Drugs expert shares expertise on award-winning BBC Radio 4 programme

Dr Andrew McAuley

Glasgow Caledonian University’s drugs expert Dr Andrew McAuley shared his expertise on Scotland’s drug epidemic on a special BBC Radio 4 report investigating the deadly trade in benzodiazepines, or street Valium.

Last night (November 2), he appeared on the award-winning current affairs File on 4 documentary series which investigates major issues at home and abroad.

Dr McAuley, a Reader and Public Health Scotland Consultant Healthcare Scientist, was introduced as an expert in drugs policy in Scotland during the programme entitled High Anxiety: The Deadly Trade in Street Valium, presented by reporter Jane Deith.

He said he was pleased to have been invited to contribute to the detailed investigation into street benzodiazepines use in the UK.

Explaining the background to the rising problem on the programme, Dr McAuley said: “The Scottish drug-related death rates are an epidemic of global significance comparable to those in North America, which is something we could never have foreseen 10 or 20-years-ago.

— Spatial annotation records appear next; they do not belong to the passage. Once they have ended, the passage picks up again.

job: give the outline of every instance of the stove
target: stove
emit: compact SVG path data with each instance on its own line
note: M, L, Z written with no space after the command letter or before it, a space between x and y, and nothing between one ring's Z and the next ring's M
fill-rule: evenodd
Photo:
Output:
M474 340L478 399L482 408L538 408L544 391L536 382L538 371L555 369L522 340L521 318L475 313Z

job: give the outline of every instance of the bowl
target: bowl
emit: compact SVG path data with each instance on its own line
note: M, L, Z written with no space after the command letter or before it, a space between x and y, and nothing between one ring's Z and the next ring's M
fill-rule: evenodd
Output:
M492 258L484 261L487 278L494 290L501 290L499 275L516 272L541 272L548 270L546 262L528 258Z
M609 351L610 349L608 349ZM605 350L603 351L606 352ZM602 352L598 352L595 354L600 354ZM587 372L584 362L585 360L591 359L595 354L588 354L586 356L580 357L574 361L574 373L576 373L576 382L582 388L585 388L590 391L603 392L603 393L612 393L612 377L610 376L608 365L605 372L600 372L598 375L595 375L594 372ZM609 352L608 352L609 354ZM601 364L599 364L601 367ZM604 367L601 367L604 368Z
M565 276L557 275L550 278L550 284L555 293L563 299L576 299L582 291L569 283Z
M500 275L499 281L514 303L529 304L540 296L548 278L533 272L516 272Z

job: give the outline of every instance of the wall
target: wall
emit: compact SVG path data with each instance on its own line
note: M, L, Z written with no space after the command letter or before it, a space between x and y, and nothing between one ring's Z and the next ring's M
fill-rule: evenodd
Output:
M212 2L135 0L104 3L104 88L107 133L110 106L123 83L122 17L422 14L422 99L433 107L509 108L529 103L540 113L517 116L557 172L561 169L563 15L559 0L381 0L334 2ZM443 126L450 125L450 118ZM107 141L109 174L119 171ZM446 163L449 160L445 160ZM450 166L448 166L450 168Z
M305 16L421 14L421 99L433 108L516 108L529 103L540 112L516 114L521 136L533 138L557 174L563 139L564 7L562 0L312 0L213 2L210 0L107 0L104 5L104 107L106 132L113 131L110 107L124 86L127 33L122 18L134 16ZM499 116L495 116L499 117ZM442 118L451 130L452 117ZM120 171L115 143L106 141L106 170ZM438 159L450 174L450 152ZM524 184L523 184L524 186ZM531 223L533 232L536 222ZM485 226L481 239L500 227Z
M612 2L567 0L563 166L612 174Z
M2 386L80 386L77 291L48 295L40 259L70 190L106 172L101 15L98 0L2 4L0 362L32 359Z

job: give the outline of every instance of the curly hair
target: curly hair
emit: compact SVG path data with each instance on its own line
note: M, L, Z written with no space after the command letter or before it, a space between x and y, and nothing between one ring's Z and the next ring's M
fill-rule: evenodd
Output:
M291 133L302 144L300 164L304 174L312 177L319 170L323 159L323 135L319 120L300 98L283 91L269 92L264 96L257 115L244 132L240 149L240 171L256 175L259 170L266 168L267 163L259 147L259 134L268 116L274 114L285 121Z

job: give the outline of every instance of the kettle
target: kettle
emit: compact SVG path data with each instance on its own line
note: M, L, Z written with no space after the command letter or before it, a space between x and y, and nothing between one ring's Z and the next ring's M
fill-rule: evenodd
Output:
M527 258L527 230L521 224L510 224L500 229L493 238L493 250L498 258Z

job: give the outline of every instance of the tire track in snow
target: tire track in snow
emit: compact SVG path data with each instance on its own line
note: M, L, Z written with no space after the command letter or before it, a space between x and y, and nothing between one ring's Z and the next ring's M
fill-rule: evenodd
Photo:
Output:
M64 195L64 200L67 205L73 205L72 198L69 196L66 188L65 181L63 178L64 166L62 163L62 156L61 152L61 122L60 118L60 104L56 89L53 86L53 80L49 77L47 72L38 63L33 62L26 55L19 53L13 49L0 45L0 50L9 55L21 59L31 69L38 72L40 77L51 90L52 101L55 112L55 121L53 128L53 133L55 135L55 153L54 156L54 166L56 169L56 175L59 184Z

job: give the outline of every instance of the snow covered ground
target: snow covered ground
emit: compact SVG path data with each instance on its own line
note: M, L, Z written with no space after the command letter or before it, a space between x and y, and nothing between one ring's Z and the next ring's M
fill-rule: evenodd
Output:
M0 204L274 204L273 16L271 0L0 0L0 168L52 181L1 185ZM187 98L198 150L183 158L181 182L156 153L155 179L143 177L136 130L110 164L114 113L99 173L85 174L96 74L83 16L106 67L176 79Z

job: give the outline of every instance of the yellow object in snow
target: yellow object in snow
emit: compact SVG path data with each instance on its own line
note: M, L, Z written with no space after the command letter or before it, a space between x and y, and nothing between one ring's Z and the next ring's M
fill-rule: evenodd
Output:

One of the key drivers over the last five years has been the role of benzodiazepines.

“There was a decision taken in the early 2000s to curtail benzodiazepine prescribing as a way of trying to reduce the risk of these drugs. One of the unintended consequences has been that it contributed to a rise in this illicitly manufactured street market.”

The programme highlighted how benzodiazepines, or street Valium, are cheap but also deadly. Illegal pills costing as little as 50p each are contributing to the deaths of hundreds of people each year in Scotland.

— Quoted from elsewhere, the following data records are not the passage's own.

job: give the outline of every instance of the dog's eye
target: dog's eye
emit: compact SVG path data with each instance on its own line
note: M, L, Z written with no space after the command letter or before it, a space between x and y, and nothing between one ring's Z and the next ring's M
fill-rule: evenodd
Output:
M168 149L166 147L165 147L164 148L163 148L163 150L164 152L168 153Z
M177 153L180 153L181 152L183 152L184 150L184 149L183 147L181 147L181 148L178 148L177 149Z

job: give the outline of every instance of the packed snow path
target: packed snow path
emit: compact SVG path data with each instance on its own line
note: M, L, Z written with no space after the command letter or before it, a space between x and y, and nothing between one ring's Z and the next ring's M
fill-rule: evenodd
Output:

There were also interviews with those whose lives have been destroyed by benzodiazepines, a category of drugs usually used to treat anxiety that can be prescribed, but which have become a major feature of the illegal drugs market in Scotland and now elsewhere in the UK.

Last year in Scotland more than 800 people died where illegal street benzos were involved. In England and Wales, the death toll was over 500, with 171 of those who died having used benzodiazepine analogues, fake versions that can vary widely – and dangerously - in strength.

Dr McAuley is also a Reader and member of the Sexual Health and Blood Borne Viruses and Substance Use research groups at the University's School of Health and Life Sciences' Research Centre for Health (ReaCH).

ReaCH makes a direct and significant contribution to Sustainable Development Goal 3 – good health and wellbeing – issued by the United Nations in 2015 as a blueprint for peace and prosperity across the planet.